Kingston at the Olympics: Alexandra ten Hove Takes on Tokyo 2020

By Emily Coppella

Put simply, sailing has always been a part of Alexandra’s (Ali) ten Hove’s life. As a youth, she raced Optis and 420s, winning multiple national and North American titles and representing Canada at two Youth World Championships. Her own father, Martin ten Hove, competed in sailing at the 1984 Olympics in Los Angeles. Now, it’s Ali ten Hove’s turn to compete for Canada at the Tokyo 2020 Olympic Games in sailing in the 49er – Skipper class. The world’s most prestigious sports competition is on the horizon for ten Hove, and she’s reflecting on why growing up in Kingston was critical to her Olympic journey.

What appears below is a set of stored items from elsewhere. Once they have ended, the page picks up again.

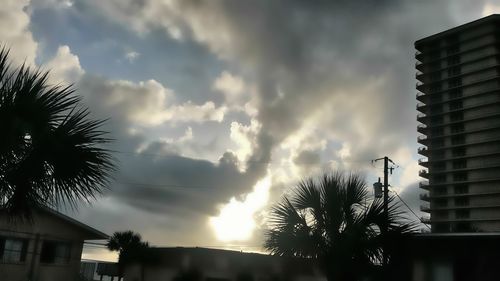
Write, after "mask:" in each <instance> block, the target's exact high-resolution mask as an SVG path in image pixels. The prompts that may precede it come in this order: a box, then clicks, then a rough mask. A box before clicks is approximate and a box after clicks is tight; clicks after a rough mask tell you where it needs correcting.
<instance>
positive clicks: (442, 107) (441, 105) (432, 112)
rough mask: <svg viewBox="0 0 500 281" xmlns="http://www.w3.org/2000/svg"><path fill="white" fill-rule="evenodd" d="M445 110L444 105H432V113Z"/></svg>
mask: <svg viewBox="0 0 500 281" xmlns="http://www.w3.org/2000/svg"><path fill="white" fill-rule="evenodd" d="M442 112H443V106H442V105H433V106H431V114H439V113H442Z"/></svg>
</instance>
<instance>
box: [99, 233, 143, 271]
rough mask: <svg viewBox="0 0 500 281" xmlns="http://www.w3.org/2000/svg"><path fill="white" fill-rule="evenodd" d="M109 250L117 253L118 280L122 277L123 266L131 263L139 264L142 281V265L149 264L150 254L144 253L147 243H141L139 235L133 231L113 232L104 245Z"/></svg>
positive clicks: (141, 241)
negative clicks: (140, 265)
mask: <svg viewBox="0 0 500 281" xmlns="http://www.w3.org/2000/svg"><path fill="white" fill-rule="evenodd" d="M106 246H107V247H108V249H109V250H111V251H118V253H119V254H118V267H119V268H118V273H119V277H118V278H119V279H121V277H122V275H123V269H124V266H126V265H128V264H131V263H139V264H141V275H142V276H141V277H142V278H141V279H142V280H144V264H143V263H148V262H151V258H152V256H151V253H146V250H147V249H148V248H149V243H148V242H145V241H142V238H141V235H140V234H139V233H134V232H133V231H130V230H129V231H123V232H115V233H113V236H111V237H110V238H109V240H108V242H107V244H106Z"/></svg>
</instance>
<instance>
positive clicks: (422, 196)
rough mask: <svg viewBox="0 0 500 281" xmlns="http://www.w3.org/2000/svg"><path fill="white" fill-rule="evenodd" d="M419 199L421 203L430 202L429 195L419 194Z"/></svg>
mask: <svg viewBox="0 0 500 281" xmlns="http://www.w3.org/2000/svg"><path fill="white" fill-rule="evenodd" d="M419 197H420V200H422V201H426V202H429V201H430V200H431V198H430V196H429V193H421V194H420V195H419Z"/></svg>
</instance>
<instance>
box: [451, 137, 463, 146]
mask: <svg viewBox="0 0 500 281" xmlns="http://www.w3.org/2000/svg"><path fill="white" fill-rule="evenodd" d="M464 143H465V136H464V135H459V136H453V137H451V144H452V145H458V144H464Z"/></svg>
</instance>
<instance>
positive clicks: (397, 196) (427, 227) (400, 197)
mask: <svg viewBox="0 0 500 281" xmlns="http://www.w3.org/2000/svg"><path fill="white" fill-rule="evenodd" d="M392 192H394V194H396V196H397V197H398V198H399V200H401V202H403V204H404V205H405V206H406V208H408V210H410V212H411V213H412V214H413V215H414V216H415V217H416V218H417V219H418V221H419V222H421V220H420V217H419V216H417V214H416V213H415V212H414V211H413V210H412V209H411V208H410V206H409V205H408V204H406V202H405V201H404V200H403V198H401V196H399V194H398V193H397V192H396V191H395V190H393V191H392ZM422 224H423V225H425V226H426V227H427V228H428V229H431V228H430V226H428V225H427V224H425V223H422Z"/></svg>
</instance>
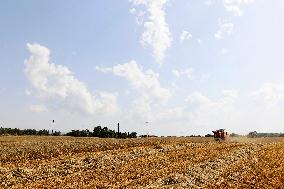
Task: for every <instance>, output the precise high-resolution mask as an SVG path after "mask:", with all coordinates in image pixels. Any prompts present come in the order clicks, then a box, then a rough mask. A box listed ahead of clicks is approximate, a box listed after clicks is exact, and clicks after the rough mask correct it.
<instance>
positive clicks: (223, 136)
mask: <svg viewBox="0 0 284 189" xmlns="http://www.w3.org/2000/svg"><path fill="white" fill-rule="evenodd" d="M212 132H213V133H214V139H215V141H226V140H228V138H229V134H228V132H227V131H226V130H225V129H218V130H216V131H212Z"/></svg>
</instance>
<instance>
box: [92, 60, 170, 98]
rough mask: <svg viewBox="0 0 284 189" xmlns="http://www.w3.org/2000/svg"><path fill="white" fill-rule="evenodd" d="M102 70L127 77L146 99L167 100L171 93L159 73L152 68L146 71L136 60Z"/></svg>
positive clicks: (104, 71) (99, 69)
mask: <svg viewBox="0 0 284 189" xmlns="http://www.w3.org/2000/svg"><path fill="white" fill-rule="evenodd" d="M97 70H98V71H101V72H104V73H106V72H111V73H113V74H114V75H117V76H120V77H124V78H126V79H127V80H128V81H129V82H130V84H131V86H132V87H133V89H135V90H137V91H138V92H139V93H140V94H141V95H142V97H143V98H144V99H146V100H147V101H150V102H166V101H167V100H168V99H169V98H170V96H171V93H170V91H169V90H168V89H166V88H163V87H161V85H160V82H159V80H158V78H159V74H157V73H155V72H153V71H152V70H151V69H149V70H146V71H144V70H143V68H142V67H139V66H138V65H137V63H136V61H134V60H132V61H130V62H128V63H124V64H118V65H116V66H113V67H112V68H99V67H97Z"/></svg>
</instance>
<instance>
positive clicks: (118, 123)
mask: <svg viewBox="0 0 284 189" xmlns="http://www.w3.org/2000/svg"><path fill="white" fill-rule="evenodd" d="M117 135H118V137H119V136H120V134H119V123H117Z"/></svg>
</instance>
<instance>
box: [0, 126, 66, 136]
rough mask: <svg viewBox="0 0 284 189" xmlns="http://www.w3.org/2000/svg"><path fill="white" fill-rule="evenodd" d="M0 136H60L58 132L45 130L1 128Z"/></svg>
mask: <svg viewBox="0 0 284 189" xmlns="http://www.w3.org/2000/svg"><path fill="white" fill-rule="evenodd" d="M0 135H18V136H20V135H39V136H60V135H61V132H60V131H53V130H51V132H50V131H49V130H46V129H41V130H36V129H18V128H3V127H0Z"/></svg>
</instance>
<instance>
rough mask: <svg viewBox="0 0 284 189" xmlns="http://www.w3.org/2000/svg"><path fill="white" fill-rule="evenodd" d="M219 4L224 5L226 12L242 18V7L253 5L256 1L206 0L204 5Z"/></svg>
mask: <svg viewBox="0 0 284 189" xmlns="http://www.w3.org/2000/svg"><path fill="white" fill-rule="evenodd" d="M219 2H220V3H222V5H223V6H224V8H225V10H226V11H228V12H230V13H232V14H233V16H242V15H243V11H242V10H241V6H243V5H248V4H251V3H253V2H254V0H206V1H205V2H204V4H205V5H207V6H211V5H214V4H216V3H219Z"/></svg>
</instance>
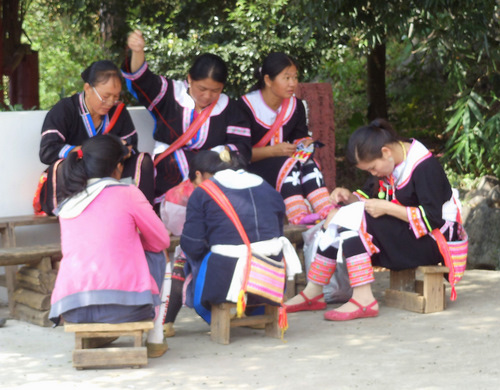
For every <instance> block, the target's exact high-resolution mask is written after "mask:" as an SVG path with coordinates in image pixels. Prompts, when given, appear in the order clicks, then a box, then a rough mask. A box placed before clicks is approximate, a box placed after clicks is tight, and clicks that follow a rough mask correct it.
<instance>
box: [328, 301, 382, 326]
mask: <svg viewBox="0 0 500 390" xmlns="http://www.w3.org/2000/svg"><path fill="white" fill-rule="evenodd" d="M349 302H352V303H354V304H355V305H356V306H358V308H359V309H357V310H355V311H350V312H340V311H337V310H330V311H327V312H326V313H325V320H329V321H349V320H354V319H356V318H366V317H376V316H378V309H372V307H373V306H375V305H376V304H377V300H374V301H373V302H372V303H370V304H369V305H368V306H363V305H361V304H360V303H359V302H358V301H356V300H355V299H353V298H351V299H349Z"/></svg>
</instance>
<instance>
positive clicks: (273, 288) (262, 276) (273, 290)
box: [200, 180, 288, 332]
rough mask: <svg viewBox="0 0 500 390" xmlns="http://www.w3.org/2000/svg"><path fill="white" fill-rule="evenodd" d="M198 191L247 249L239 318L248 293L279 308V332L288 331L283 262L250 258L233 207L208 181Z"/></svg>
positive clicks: (241, 225) (230, 203) (270, 259)
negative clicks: (201, 188) (283, 298)
mask: <svg viewBox="0 0 500 390" xmlns="http://www.w3.org/2000/svg"><path fill="white" fill-rule="evenodd" d="M200 187H201V188H202V189H203V190H205V191H206V192H207V194H208V195H210V196H211V197H212V198H213V199H214V201H215V202H216V203H217V204H218V205H219V206H220V207H221V208H222V210H224V212H225V213H226V215H227V216H228V217H229V218H230V219H231V221H232V222H233V224H234V225H235V227H236V229H237V230H238V233H240V236H241V238H242V240H243V242H244V243H245V245H246V246H247V252H248V253H247V266H246V270H245V277H244V279H243V284H242V287H241V291H240V294H239V295H238V302H237V305H236V307H237V315H238V317H241V316H242V315H243V312H244V311H245V306H246V302H245V293H246V292H250V293H253V294H256V295H260V296H262V297H264V298H266V299H269V300H271V301H273V302H276V303H278V304H280V305H281V306H282V307H281V308H280V317H281V318H280V321H279V322H280V328H281V329H282V331H283V332H284V330H286V328H287V327H288V324H287V320H286V311H285V310H284V307H283V291H284V285H285V265H284V262H285V259H284V258H283V262H277V261H274V260H272V259H270V258H267V257H265V256H261V255H258V257H257V256H255V255H252V248H251V244H250V240H249V239H248V235H247V233H246V232H245V229H244V228H243V225H242V224H241V221H240V219H239V217H238V214H236V211H235V210H234V208H233V205H232V204H231V202H230V201H229V199H228V198H227V197H226V195H225V194H224V193H223V192H222V191H221V189H220V188H219V187H218V186H217V185H216V184H215V183H214V182H213V181H211V180H205V181H204V182H203V183H201V184H200Z"/></svg>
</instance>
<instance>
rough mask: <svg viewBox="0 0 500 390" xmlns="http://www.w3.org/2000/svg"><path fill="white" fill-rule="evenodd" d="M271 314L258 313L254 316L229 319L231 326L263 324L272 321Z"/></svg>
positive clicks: (268, 322)
mask: <svg viewBox="0 0 500 390" xmlns="http://www.w3.org/2000/svg"><path fill="white" fill-rule="evenodd" d="M273 319H274V318H273V316H272V315H271V314H259V315H255V316H248V317H241V318H233V319H232V320H231V324H230V325H231V328H235V327H237V326H253V325H265V324H268V323H270V322H273Z"/></svg>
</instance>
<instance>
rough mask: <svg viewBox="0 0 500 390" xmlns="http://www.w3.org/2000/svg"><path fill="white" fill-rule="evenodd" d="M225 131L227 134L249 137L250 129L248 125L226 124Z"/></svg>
mask: <svg viewBox="0 0 500 390" xmlns="http://www.w3.org/2000/svg"><path fill="white" fill-rule="evenodd" d="M226 132H227V134H236V135H241V136H243V137H250V129H249V128H248V127H240V126H228V127H227V131H226Z"/></svg>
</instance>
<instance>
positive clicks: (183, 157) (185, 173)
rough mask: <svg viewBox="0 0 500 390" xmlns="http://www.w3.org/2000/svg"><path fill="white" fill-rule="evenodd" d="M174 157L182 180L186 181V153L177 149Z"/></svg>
mask: <svg viewBox="0 0 500 390" xmlns="http://www.w3.org/2000/svg"><path fill="white" fill-rule="evenodd" d="M174 157H175V160H176V161H177V166H178V167H179V170H180V171H181V175H182V178H183V180H186V179H187V178H188V177H189V164H188V162H187V158H186V153H184V150H182V149H177V150H176V151H175V152H174Z"/></svg>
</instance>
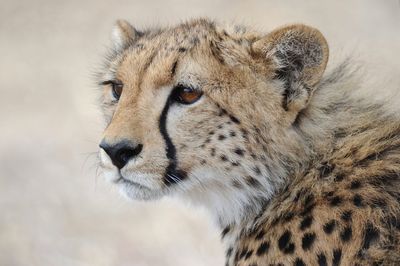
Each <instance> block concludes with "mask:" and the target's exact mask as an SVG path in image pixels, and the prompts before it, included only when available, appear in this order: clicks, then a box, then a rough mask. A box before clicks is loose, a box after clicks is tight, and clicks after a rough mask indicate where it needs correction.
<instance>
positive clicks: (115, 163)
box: [99, 140, 143, 169]
mask: <svg viewBox="0 0 400 266" xmlns="http://www.w3.org/2000/svg"><path fill="white" fill-rule="evenodd" d="M99 146H100V148H102V149H103V150H104V151H105V152H106V153H107V154H108V156H110V158H111V161H112V163H113V164H114V165H115V166H116V167H117V168H118V169H121V168H123V167H124V166H125V165H126V164H127V163H128V162H129V160H131V159H132V158H134V157H136V156H137V155H139V154H140V152H141V151H142V149H143V145H142V144H137V145H133V144H132V143H131V142H129V141H127V140H123V141H119V142H117V143H108V142H106V141H105V140H103V141H102V142H101V143H100V145H99Z"/></svg>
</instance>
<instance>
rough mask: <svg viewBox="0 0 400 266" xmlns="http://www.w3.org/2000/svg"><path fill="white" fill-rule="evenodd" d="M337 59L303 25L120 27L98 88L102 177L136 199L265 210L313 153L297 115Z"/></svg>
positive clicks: (227, 210) (324, 44)
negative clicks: (279, 189) (100, 117)
mask: <svg viewBox="0 0 400 266" xmlns="http://www.w3.org/2000/svg"><path fill="white" fill-rule="evenodd" d="M327 59H328V47H327V43H326V41H325V39H324V37H323V36H322V35H321V33H320V32H319V31H317V30H316V29H314V28H311V27H308V26H304V25H292V26H286V27H283V28H279V29H277V30H274V31H272V32H270V33H268V34H261V33H257V32H254V31H251V30H248V29H245V28H243V27H238V26H233V27H229V26H226V27H223V26H220V25H217V24H215V23H214V22H211V21H209V20H205V19H199V20H194V21H190V22H187V23H183V24H181V25H178V26H176V27H172V28H163V29H152V30H148V31H139V30H137V29H135V28H133V27H132V26H131V25H130V24H129V23H128V22H126V21H118V22H117V23H116V26H115V28H114V31H113V49H112V52H111V53H110V54H109V55H108V56H107V61H106V63H105V67H104V70H103V71H102V72H101V74H100V75H99V80H98V83H99V84H100V86H101V87H102V92H103V93H102V109H103V112H104V115H105V118H106V123H107V126H106V129H105V131H104V135H103V139H102V141H101V143H100V158H101V163H100V164H101V168H102V170H103V173H104V175H105V176H106V177H108V179H110V180H111V181H112V182H113V183H115V184H116V185H118V186H119V187H120V188H121V190H122V191H123V193H124V194H125V195H127V196H129V197H130V198H134V199H142V200H149V199H156V198H160V197H162V196H164V195H166V194H171V195H179V196H181V197H184V198H186V199H188V200H190V201H191V202H194V203H200V204H203V205H205V206H207V207H209V208H210V209H211V210H212V211H213V212H215V213H216V214H217V215H218V217H219V219H236V217H238V216H239V215H236V214H237V213H245V212H244V211H245V210H249V209H254V208H258V207H259V206H260V204H261V203H262V202H263V201H264V200H268V199H270V198H271V197H273V194H274V193H275V192H276V190H277V189H279V188H281V187H282V185H283V184H284V183H285V177H286V176H287V175H288V173H289V172H290V171H291V169H293V168H294V167H296V164H297V162H298V161H299V160H298V158H300V157H302V156H307V148H306V147H305V145H304V142H305V140H304V139H303V138H302V137H300V135H299V134H298V133H297V128H296V118H297V117H298V115H299V114H300V113H301V112H302V111H303V110H304V109H306V108H307V106H308V103H309V102H310V99H311V97H312V94H313V92H314V88H315V87H316V85H317V84H318V82H319V81H320V79H321V76H322V74H323V72H324V70H325V66H326V63H327ZM221 217H225V218H221ZM229 217H230V218H229Z"/></svg>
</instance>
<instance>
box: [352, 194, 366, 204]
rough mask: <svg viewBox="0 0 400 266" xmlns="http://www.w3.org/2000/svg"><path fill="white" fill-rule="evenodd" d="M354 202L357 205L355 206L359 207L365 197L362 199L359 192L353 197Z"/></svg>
mask: <svg viewBox="0 0 400 266" xmlns="http://www.w3.org/2000/svg"><path fill="white" fill-rule="evenodd" d="M353 204H354V205H355V206H357V207H362V206H363V205H364V204H363V199H362V197H361V196H360V195H358V194H356V195H355V196H354V197H353Z"/></svg>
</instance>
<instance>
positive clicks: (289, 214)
mask: <svg viewBox="0 0 400 266" xmlns="http://www.w3.org/2000/svg"><path fill="white" fill-rule="evenodd" d="M293 217H294V213H293V212H287V213H285V215H283V217H282V222H283V223H286V222H290V221H291V220H292V219H293Z"/></svg>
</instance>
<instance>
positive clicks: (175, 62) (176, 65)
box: [171, 61, 178, 77]
mask: <svg viewBox="0 0 400 266" xmlns="http://www.w3.org/2000/svg"><path fill="white" fill-rule="evenodd" d="M177 65H178V61H175V62H174V63H173V64H172V67H171V77H173V76H175V72H176V66H177Z"/></svg>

Born and raised here, ten Hove spent her childhood watching her father race and participate in regattas. Her parents signed her up to the Kingston Yacht Club (KYC) Junior Sailing program as a child and she fell in love with the sport. After aging out of youth competitions, she transitioned to the 470 and had her first experience running an Olympic campaign from 2013 to 2016. She competed at numerous World Cup events and World Championships, narrowly missing the opportunity to compete at the 2016 Games in Rio. When she became a skipper in the 49er FX class she met her current teammate, Mariah Millen. The ten Hove and Millen team have won numerous national titles and their fourth-place finish at the 2019 Pan American Games in Lima earned them their spot at the Tokyo 2020 Olympic games. We spoke with Ali ten Hove to learn more about how her hometown helped her sail to the Games.

Ten Hove believes Kingston’s physical landscape plays a part in nurturing her sailing skills, but more importantly, it’s the resources and sailing community that contribute to Kingston’s sailing legacy. “I was really lucky to grow up out of the Kingston sailing community and specifically the Kingston Yacht Club because there would be sailors around who were past world champions, Pan Am medallists, past Olympians…and I think Kingston has a really incredible theme of giving back and I try to embody this theme as well. People within Kingston and in the Kingston sailing community really want to pass along their knowledge so I definitely benefitted from that firsthand. It’s definitely a main reason I am where I am today.”

Some other supports in the Kingston community she praises include organizations like Canadian Olympic-training Regatta, Kingston, widely known as CORK. Almost every year of her sailing career, ten Hove has participated in a CORK event. The team works tirelessly to bring high-profile, international events such as the Junior World Championships or the Laser Worlds to Kingston home waters. When she speaks of the organization, it’s with nothing but gratitude and pride.

Speaking of working tirelessly, ten Hove herself believes she’s only able to succeed the way she does because of the people who motivate her.

“What keeps me going is all the people that support me and are behind me and have believed in me and given me unconditional support. In a sporting career it’s not always going to be all ups. There’s some highs and some lows and my support team is so incredible, people who donate financially to me, donate time, just really believe in me, and believe that I would get to the Olympics and would be representing Canada. Just having them in my corner is what keeps me going.”

After a lifetime of support from Kingston, ten Hove is giving back by focusing on improving the low retention rate for young women in the sport of sailing. She credits the skills learned in sport for shaping the person she is today and decided to run a series of workshops and camps called, “Women Sailing to Success.”

“These camps are geared towards exposing young girls and young women to what the world of Olympic sailing looks like, what opportunities are offered, the skills you can learn and it just provides a place for young girls and young women in Canada to network with each other. Sailing is such a niche sport and I think having that community aspect is really important and also having a strong female role model to look up to, to say, ‘Look she did it, I can do that too.’”

Feedback has been more than positive for these workshops, with some young women who attended deciding to pursue Olympic sailing. Ten Hove recently saw some of them at the waterfront trying out their new Olympic-class boat for the first time. Ali ten Hove has been on the national team and competing on the World Cup circuit for eight years so far. While her athletic journey is far from over, she’s also bearing witness to Kingston’s next generation of professional sailors.

“I want to emphasize how thankful I am to the Kingston community for their support over the years. I feel really blessed to come from such a supportive community like Kingston and I’m really excited and proud to represent them on the world stage at the Olympics this summer.”